6. Lay a pastry cloth on the surface and fit a rolling pin with a pastry sleeve, or rolling pin cover. Rub an additional 2 to 3 tablespoons of flour into the pastry cloth and sleeve.

7. Place the dough on the cloth and pat it lightly with floured hands, shaping it into a rectangle. Roll the dough into a 10x14-inch rectangle, with the 10-inch side parallel to the edge of the counter.

8. Fold the dough into thirds, like a business letter. To do this, lift the far side of the pastry cloth up and fold the top third of the dough over on itself. Press the dough to align the edges as best you can. Lift the lower edge of the pastry cloth and flip the bottom third of the dough over on itself, keeping the edges as best you can. You will now have three layers of dough. Press the top gently with your hands, then roll the dough until it's 5x15-inches, with a thickness of a generous 1/2 inch.

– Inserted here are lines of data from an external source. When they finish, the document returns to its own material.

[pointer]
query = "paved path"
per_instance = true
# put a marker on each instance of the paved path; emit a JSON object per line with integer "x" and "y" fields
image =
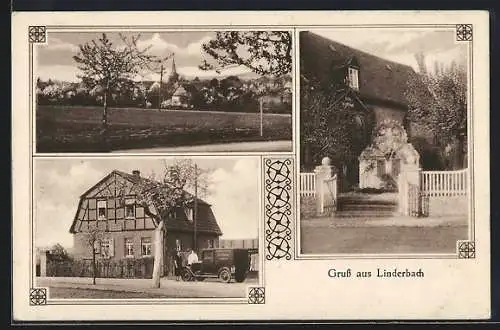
{"x": 169, "y": 288}
{"x": 256, "y": 146}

9. Using a 2 1/4-inch straight-sided cookie cutter dipped in flour, cut straight down into the dough, without twisting the cutter, cutting two rows of six biscuits. Be sure to dip the cutter in flour before each cut and cut as close to the previous biscuit as possible. When placing on the cookie sheet, invert each biscuit, spacing them about 1 1/2 inches apart.

10. Brush the tops with the melted butter and bake for 18 to 20 minutes, or until golden brown. Remove the biscuits from the oven and let cool for about 5 minutes before loosening with a thin metal spatula. Serve the biscuits warm. If baking ahead, warm the biscuits for a few minutes in a 300F oven.